Arsehold is a place in my novel, wholly made up. I came up with the name months ago, a whim that made me laugh. I stuck with it, creating the setting around the name, devising the history of how it came to be. Yet, my characters struggled to get through Arsehold. I naturally responded, per my proclivities, to overanalyze what was going on and why, attempting to seek the root of my issues. I thought it might be the general tone. Perhaps some of the introduced characters weren’t clear enough. Maybe, maybe my characters shouldn’t be in Arsehold. And what happens after Arsehold?

Writing helps me think by creating a funnel through which I must focus. With all this mental flaying, I did a lot of writing about the novel in progress, addressing the concept, characters, story, plot, locations and settings, etc. Eventually, I took all the assembled material of the novel in progress, one hundred twenty-five thousand words, and began reading, editing, and revising, putting the story into the order that I think it’ll be in published form.
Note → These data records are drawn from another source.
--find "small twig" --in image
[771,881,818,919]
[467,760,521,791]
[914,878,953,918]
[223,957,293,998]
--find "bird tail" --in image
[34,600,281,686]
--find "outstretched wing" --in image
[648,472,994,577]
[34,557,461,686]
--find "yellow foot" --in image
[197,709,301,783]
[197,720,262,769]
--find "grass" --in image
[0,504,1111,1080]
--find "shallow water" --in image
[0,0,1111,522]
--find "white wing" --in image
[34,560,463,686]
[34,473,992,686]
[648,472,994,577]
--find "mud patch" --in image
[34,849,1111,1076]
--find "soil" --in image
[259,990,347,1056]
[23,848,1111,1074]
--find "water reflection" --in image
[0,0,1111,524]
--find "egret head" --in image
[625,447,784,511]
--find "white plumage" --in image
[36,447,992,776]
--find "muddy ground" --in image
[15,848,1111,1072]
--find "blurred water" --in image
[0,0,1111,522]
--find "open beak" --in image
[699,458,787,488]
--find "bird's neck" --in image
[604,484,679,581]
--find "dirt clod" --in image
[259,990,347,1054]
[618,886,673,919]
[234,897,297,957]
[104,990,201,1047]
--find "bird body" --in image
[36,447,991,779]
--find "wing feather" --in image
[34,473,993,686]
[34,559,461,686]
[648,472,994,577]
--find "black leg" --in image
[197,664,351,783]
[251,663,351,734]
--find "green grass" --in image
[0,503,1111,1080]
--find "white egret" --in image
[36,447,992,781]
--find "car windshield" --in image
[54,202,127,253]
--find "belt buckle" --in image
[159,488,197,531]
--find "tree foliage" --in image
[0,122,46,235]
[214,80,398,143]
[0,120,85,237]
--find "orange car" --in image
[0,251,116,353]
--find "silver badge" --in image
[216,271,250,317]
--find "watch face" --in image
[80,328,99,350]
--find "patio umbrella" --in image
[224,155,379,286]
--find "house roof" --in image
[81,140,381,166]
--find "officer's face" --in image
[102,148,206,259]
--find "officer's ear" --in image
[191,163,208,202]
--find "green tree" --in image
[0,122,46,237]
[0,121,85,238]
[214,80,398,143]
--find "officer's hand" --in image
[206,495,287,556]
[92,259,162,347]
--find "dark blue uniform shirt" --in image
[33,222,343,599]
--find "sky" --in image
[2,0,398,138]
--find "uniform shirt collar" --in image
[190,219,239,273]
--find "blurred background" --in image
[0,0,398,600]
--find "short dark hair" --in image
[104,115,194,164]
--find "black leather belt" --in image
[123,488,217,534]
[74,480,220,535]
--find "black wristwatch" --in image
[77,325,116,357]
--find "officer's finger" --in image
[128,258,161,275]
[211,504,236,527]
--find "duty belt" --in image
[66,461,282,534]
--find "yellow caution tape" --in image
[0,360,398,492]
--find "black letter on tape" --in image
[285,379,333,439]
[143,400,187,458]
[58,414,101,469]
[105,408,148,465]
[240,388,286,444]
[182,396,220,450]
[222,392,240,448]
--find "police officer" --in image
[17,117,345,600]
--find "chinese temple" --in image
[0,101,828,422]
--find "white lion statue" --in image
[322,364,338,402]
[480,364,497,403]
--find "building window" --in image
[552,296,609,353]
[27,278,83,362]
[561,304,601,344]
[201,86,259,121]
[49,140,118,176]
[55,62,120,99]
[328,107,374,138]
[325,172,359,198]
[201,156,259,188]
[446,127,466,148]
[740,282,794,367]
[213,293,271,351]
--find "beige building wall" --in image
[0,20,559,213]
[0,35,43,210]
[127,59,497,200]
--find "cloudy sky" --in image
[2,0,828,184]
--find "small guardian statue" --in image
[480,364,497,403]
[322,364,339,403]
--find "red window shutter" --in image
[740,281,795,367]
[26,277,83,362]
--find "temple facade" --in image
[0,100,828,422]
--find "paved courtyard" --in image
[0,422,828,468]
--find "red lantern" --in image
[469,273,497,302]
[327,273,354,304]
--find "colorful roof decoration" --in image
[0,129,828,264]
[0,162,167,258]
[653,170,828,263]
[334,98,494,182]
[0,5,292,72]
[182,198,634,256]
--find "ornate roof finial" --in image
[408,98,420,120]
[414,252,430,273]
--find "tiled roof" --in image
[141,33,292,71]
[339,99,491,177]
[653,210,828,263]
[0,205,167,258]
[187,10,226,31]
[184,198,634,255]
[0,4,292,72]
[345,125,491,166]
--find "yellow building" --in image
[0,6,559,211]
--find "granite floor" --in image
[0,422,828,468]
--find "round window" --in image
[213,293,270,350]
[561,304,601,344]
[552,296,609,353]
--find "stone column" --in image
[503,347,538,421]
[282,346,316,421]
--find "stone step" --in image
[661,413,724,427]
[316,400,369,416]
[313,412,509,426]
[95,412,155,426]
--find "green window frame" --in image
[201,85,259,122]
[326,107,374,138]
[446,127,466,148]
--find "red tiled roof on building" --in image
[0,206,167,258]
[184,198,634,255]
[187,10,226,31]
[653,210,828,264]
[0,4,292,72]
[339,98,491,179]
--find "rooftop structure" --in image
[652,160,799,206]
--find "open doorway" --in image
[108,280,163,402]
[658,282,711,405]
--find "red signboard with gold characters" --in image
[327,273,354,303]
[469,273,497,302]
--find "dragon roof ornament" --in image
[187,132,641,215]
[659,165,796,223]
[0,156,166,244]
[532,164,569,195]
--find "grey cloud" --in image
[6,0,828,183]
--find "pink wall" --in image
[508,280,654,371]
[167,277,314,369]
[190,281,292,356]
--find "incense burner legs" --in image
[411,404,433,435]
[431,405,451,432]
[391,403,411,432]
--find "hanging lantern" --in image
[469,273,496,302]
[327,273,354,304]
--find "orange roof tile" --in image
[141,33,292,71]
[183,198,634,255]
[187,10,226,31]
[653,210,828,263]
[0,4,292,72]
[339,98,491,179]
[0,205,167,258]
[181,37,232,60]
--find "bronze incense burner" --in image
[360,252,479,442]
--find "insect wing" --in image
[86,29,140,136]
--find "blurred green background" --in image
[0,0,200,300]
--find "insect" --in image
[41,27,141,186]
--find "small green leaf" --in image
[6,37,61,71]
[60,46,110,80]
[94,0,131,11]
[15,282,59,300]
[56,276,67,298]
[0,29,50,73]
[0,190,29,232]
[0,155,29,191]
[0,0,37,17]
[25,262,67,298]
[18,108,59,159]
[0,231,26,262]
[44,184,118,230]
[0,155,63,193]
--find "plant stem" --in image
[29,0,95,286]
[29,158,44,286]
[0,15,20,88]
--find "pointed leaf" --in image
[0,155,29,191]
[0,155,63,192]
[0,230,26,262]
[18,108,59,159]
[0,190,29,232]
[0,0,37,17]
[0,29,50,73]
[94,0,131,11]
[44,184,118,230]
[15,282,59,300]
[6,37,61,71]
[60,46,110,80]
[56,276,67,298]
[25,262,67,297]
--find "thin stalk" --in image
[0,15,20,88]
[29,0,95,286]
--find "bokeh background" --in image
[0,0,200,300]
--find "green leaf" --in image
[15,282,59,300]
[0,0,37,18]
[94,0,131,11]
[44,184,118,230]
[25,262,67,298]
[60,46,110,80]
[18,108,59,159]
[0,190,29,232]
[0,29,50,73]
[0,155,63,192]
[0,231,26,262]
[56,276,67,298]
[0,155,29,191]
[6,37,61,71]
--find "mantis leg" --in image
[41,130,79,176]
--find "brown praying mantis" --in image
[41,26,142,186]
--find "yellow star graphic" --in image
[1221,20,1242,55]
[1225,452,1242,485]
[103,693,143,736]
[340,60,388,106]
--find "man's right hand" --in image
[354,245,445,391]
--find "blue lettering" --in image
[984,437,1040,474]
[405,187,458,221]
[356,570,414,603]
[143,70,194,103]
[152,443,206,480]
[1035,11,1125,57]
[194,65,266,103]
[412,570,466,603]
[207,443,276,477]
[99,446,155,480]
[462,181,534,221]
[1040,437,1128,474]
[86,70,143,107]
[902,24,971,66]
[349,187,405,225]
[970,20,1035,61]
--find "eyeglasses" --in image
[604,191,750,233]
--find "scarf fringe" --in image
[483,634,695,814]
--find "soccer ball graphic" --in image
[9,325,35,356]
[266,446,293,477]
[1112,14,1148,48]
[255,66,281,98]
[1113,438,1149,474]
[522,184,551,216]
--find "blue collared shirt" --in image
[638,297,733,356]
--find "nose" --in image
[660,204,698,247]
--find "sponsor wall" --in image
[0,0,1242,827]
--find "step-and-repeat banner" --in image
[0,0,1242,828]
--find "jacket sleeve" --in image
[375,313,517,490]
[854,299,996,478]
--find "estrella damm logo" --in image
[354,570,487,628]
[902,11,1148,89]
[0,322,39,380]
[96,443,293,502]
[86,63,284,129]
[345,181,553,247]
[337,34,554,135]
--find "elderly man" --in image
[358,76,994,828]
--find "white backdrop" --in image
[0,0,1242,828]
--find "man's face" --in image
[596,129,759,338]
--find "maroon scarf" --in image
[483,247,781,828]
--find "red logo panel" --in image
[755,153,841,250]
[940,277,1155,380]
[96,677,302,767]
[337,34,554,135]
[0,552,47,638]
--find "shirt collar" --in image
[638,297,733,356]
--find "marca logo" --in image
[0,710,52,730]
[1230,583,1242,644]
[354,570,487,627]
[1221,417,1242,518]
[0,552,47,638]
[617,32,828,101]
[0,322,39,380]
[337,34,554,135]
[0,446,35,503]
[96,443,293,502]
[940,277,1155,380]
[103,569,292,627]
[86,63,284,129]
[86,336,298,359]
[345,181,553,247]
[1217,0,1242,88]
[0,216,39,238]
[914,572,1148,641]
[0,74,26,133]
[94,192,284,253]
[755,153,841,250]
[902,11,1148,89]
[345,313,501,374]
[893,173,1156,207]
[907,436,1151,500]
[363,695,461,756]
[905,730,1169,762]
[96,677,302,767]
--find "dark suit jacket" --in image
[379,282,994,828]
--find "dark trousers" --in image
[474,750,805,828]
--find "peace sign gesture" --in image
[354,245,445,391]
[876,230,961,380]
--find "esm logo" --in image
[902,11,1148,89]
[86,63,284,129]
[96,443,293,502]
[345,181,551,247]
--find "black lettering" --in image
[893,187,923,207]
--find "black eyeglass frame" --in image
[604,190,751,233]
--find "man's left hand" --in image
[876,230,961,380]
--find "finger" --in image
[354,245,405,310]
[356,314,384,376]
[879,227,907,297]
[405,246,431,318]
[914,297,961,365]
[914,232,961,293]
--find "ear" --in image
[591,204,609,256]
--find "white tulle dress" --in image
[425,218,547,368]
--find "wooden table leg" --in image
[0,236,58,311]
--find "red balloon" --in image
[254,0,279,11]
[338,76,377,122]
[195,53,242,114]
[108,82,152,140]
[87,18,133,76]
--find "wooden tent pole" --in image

That helped. By the time I’d reached Arsehold (almost sounds like a song lyric — I can hear CCR doing stuck in Arsehold instead of Lodi), I’d discovered that the errors that I thought I was seeing weren’t there. It always scares me to think or say, hey, this is pretty damn good, about what I’m writing, but that’s what I concluded. Of course, it’s my work; if I didn’t think it was good, maybe I should be working on something else, right?

Anyway, I think I might get through Arsehold this week (knock on wood, he said, tapping the side of his head). Got my coffee; time to write like crazy, at least one more time.